The text, tense, white-hot and vivid, pulls few punches in describing the fear and brutality, shot through with unexpected shards of humour, all underscored and punctuated by Elliott’s thunderous, thrilling score. Tinged with C&W, emo rock and haunting bombast, Elliott’s music works mostly like a film soundtrack but occasionally explodes into full on numbers…it’s wonderful.
In fact, Stamboullouian’s production is packed with wonders. The originality of his staging astonishes: an array of spotlit microphones stands in for an entire community, their systematic unplugging taking on a sinister tone, a neon lit doorway spins and pivots to simulate movement and change of location, a pair of roving spotlights suggests an oncoming truck, the invention is the very stuff of theatre, and it’s executed with razor-sharp precision. Joshua Pharo’s acidic, transformative lighting and Sarah Golding’s galvanic movement direction are indispensable, as is Natasha Fields’s starkly effective set design.

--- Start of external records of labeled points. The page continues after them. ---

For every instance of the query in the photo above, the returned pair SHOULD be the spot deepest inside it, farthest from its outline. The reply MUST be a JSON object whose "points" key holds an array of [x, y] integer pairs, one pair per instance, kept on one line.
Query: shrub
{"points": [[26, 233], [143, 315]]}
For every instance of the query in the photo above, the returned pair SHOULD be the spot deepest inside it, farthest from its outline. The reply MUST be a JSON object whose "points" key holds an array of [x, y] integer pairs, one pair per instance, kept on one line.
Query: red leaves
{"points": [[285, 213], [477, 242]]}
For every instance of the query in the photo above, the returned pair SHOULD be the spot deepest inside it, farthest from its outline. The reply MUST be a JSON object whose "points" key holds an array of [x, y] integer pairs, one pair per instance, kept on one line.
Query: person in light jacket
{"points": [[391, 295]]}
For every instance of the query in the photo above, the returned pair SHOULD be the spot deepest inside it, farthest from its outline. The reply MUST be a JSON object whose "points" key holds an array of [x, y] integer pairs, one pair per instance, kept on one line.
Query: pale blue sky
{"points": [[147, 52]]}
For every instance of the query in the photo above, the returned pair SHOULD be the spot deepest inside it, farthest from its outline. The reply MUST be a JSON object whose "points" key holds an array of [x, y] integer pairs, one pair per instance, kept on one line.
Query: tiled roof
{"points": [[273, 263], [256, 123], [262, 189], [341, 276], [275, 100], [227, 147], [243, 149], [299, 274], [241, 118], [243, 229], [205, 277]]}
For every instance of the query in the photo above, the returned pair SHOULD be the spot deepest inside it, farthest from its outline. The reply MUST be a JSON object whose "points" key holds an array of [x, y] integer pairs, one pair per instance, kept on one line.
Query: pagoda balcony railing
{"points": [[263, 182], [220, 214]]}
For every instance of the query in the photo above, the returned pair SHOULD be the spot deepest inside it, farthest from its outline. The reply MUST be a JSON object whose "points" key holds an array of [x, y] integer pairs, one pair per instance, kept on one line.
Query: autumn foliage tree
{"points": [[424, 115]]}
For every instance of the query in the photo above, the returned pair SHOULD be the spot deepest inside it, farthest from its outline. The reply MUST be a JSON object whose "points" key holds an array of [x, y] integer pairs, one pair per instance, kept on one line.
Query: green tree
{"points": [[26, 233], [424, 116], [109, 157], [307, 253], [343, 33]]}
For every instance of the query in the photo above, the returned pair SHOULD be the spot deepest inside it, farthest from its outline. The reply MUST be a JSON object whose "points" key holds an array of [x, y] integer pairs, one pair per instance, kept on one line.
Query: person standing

There are multiple stage pictures that linger long in the memory, but Giles Thomas’s sound design is equally essential to the overall success of the show. At times it’s like listening to a rock concert, at others a radio phone-in…or a seance. Whispers and shouts from a vengeful mob come from behind you, Holden barks, bellows and murmurs into hand held mics. It’s incredibly complex but thoroughly clear.
This is theatrical storytelling at its most dynamic and compulsive, edge-of-your-seat stuff that plays out with a cinematic fluidity and the intensity of a thriller. Holden must be on the brink of major stardom, but this tour de force turn will surely go down as a career highlight. Don’t even think about missing it. Kenrex rocks.